We more or less live in a time where we have come to expect a quantum of leisure time and a variety of experiences. I recall early in the primary grades reading comments about how Americans had more time and more money than ever before to pursue relaxation and generally fun activities.
What was not stated and I have come to recognize, is the generations before ours had no such illusions about what life was to be like. Emerging from the Second World War, the generation born into the Great Depression understood only that life was about work, and prudent retention of hard earned gains.
There is a certain heroism I see in these men that were my grandfather’s peers at the mill in my hometown that no longer stands. Most of them were veterans of that war, came home and were happy to have the job at the mill that paid well enough, but most of all was steady.
The pride they had in the plant was almost religious. It provided for their families, and allowed them to send their children to college.
Their expectations were no greater than that. And perhaps taken for granted, like the steel girders of the plant they worked in, they were mutually supporting; if a man could only earn the respect of his fellow man, that was enough. Wealth was for someone else.
I was taken into this space as a child regularly by my grandfather. A man at the front gate with a hook for an hand opened the guardrail for us then closed it behind us. It is not that there was some dark secret the man with one arm was to protect. Instead it was a job they made up for him in all likelihood, to preserve the man’s dignity; he had a place to go each day that had value to the rest of the community.
We would stop and get out of the car, my grandfather would pull open the huge gate to allow us to enter the vast elevator that was built to hoist machinery to the machine shop, where men stood at lathes and flashed the lightening of welding torches behind dark curtains in a kind of hell. We would leave the way we came, next to check on the vast paper machine my grandfather helped build and now was in charge of maintaining.
Now we live in a time where the heavy industry is done elsewhere, we work in fields that have no cathedral like structures whose product is tangible. At best we attend services each day in skyscrapers and push papers around for other people. One cannot leave the office, look back at the work place and think about the goods one has created for the country. Instead it is only services, here today, gone today.
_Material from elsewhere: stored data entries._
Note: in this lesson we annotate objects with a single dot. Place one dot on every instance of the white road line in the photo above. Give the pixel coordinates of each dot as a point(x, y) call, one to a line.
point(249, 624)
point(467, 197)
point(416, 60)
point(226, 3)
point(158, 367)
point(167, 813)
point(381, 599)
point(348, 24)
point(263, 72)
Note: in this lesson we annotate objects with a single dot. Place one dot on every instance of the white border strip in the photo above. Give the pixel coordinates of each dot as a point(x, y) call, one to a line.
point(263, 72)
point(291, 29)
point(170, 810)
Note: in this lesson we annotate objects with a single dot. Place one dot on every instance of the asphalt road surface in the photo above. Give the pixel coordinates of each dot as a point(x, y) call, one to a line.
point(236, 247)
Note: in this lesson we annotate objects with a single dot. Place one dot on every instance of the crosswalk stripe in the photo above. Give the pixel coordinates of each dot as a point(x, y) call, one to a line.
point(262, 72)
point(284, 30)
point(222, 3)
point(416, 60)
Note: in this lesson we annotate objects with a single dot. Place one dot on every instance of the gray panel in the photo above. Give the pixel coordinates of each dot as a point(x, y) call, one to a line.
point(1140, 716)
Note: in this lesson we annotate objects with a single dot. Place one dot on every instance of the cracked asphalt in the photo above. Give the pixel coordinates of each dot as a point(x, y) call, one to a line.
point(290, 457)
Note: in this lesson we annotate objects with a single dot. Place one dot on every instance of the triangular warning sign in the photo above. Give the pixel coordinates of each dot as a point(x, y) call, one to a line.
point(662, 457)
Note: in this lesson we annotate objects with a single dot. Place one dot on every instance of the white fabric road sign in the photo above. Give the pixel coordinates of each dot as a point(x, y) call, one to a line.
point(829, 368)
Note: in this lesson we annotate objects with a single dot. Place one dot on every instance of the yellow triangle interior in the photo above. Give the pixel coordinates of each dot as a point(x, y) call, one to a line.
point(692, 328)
And some dignity is lost in it.
More than this, the structure of the community, of men who had shared work and experiences before this time grew organically, without prescription or artificial invention. This society of trust and mutual respect likely cannot be repeated in our globalized economy.
They took care of each other and their families. Their lives were dedicated to that objective and contained no hubris. We long to emulate their values and their courage.